Best Practices for Streaming in Agentic Systems with Non-Streaming Proxies

I’m working on building an agentic system using LangGraph in an enterprise environment where all outbound traffic must pass through a corporate proxy. A common issue in such setups is that the proxy does not support streaming and instead buffers the entire response from the LLM before forwarding it.
This effectively negates the real-time, token-by-token streaming benefit, even if the underlying LLM API supports it. The application receives the full response in a single chunk after the LLM has completed generation.
While LangGraph’s ability to stream state updates via stream_mode="updates" is incredibly valuable for showing node-to-node progress, the loss of the LLM’s “typing effect” impacts the user experience.
My question to the community is:
How are people managing streaming for agentic systems when faced with a non-streaming proxy?
I’m particularly interested in any established best practices or architectural patterns. For instance:

  1. Graceful Fallback: Are there recommended ways to configure a LangGraph application to detect a non-streaming connection and fall back gracefully, perhaps by managing user expectations in the UI?
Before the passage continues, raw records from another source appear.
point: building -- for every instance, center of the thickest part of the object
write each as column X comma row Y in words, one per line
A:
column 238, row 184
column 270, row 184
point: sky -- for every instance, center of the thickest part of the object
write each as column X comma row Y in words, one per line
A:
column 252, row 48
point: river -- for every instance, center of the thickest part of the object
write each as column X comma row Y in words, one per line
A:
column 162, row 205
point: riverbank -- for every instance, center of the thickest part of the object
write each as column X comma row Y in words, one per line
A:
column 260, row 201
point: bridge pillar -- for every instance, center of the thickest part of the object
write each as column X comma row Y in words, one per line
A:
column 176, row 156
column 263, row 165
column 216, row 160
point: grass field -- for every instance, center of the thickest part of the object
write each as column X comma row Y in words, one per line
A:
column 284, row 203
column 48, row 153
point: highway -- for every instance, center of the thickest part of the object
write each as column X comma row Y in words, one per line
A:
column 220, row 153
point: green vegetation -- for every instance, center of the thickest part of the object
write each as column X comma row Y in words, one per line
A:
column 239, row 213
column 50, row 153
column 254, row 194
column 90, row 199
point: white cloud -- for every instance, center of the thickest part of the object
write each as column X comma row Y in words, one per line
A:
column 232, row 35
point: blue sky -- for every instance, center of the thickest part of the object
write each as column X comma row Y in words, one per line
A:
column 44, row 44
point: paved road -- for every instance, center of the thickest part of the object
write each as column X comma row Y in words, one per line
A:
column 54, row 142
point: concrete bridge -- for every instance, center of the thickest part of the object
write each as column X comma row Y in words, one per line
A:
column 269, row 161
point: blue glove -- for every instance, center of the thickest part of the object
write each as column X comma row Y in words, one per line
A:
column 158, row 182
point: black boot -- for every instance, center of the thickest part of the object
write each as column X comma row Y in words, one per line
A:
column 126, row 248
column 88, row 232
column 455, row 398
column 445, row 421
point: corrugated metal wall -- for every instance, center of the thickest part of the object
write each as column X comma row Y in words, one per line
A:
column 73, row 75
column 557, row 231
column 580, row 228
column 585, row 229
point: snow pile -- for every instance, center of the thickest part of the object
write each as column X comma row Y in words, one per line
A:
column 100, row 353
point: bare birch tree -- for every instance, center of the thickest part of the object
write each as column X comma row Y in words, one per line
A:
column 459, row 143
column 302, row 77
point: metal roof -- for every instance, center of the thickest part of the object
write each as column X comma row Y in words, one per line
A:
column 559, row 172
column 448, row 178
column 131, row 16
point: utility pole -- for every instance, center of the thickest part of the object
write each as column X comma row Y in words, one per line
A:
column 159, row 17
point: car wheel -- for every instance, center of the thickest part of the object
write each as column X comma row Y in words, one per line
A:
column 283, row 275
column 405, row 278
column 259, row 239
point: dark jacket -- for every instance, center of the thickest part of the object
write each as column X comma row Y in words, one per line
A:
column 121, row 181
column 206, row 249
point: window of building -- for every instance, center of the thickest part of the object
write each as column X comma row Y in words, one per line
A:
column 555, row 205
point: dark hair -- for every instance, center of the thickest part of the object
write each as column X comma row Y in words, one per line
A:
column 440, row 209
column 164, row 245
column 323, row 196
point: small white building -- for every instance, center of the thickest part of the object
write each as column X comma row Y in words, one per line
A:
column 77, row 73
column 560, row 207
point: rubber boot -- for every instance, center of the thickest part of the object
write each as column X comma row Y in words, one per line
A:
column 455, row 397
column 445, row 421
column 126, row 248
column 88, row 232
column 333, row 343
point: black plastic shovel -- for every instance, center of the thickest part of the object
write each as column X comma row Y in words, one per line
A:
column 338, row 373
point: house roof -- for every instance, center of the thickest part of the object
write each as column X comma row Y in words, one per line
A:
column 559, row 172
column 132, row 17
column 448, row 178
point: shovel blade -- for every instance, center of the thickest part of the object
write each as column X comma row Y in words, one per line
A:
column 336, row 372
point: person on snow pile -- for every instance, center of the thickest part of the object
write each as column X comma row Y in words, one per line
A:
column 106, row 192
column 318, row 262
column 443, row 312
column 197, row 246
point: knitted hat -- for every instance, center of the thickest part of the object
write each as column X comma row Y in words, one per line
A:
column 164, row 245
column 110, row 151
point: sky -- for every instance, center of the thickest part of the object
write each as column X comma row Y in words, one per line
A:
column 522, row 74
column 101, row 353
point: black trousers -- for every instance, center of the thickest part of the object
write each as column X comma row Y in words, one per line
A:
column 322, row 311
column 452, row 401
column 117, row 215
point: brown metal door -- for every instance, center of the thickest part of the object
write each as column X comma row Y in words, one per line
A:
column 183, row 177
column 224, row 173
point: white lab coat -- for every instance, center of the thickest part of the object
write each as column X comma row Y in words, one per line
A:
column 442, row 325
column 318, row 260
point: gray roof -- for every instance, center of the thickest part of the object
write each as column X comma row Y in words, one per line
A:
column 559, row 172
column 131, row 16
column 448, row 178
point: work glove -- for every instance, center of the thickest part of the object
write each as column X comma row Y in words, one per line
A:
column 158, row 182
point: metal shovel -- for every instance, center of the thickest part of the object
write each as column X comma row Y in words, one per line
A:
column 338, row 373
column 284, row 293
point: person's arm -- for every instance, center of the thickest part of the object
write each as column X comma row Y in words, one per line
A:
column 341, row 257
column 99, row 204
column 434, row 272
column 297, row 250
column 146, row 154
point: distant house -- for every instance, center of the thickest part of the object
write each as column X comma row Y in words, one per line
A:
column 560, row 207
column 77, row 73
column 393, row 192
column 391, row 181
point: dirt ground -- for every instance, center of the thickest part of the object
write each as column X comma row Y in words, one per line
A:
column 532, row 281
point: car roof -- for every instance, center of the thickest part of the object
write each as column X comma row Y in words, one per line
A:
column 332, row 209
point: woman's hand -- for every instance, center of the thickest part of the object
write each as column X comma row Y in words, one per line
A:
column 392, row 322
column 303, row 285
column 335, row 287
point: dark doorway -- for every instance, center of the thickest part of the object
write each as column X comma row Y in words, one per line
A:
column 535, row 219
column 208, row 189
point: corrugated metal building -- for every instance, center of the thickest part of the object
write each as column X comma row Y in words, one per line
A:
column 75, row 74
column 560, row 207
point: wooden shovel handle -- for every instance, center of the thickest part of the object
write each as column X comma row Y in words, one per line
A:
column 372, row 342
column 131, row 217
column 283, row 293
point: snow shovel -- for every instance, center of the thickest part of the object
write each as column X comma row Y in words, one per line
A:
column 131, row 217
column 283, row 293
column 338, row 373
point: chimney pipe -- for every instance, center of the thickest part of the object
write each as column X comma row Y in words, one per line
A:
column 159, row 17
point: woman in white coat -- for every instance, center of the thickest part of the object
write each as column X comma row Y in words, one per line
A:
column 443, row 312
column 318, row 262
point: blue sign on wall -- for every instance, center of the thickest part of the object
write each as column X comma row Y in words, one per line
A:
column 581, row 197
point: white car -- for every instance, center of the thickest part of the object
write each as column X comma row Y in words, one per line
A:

  2. Communicating with IT: For those who have successfully addressed this at the infrastructure level, what arguments or technical details were most effective in convincing IT/security teams to enable streaming for specific LLM endpoints on proxies (e.g., Zscaler, Palo Alto, etc.)?
  3. Alternative Patterns: Are there any alternative design patterns within LangGraph to simulate a more responsive experience in this scenario? For example, breaking down large LLM calls into smaller, sequential calls to provide more frequent updates, even if they aren’t token-level.
    Any insights, shared experiences, or recommended workarounds would be highly appreciated. Understanding how others are tackling this common real-world constraint would be a great help to many developers in the community.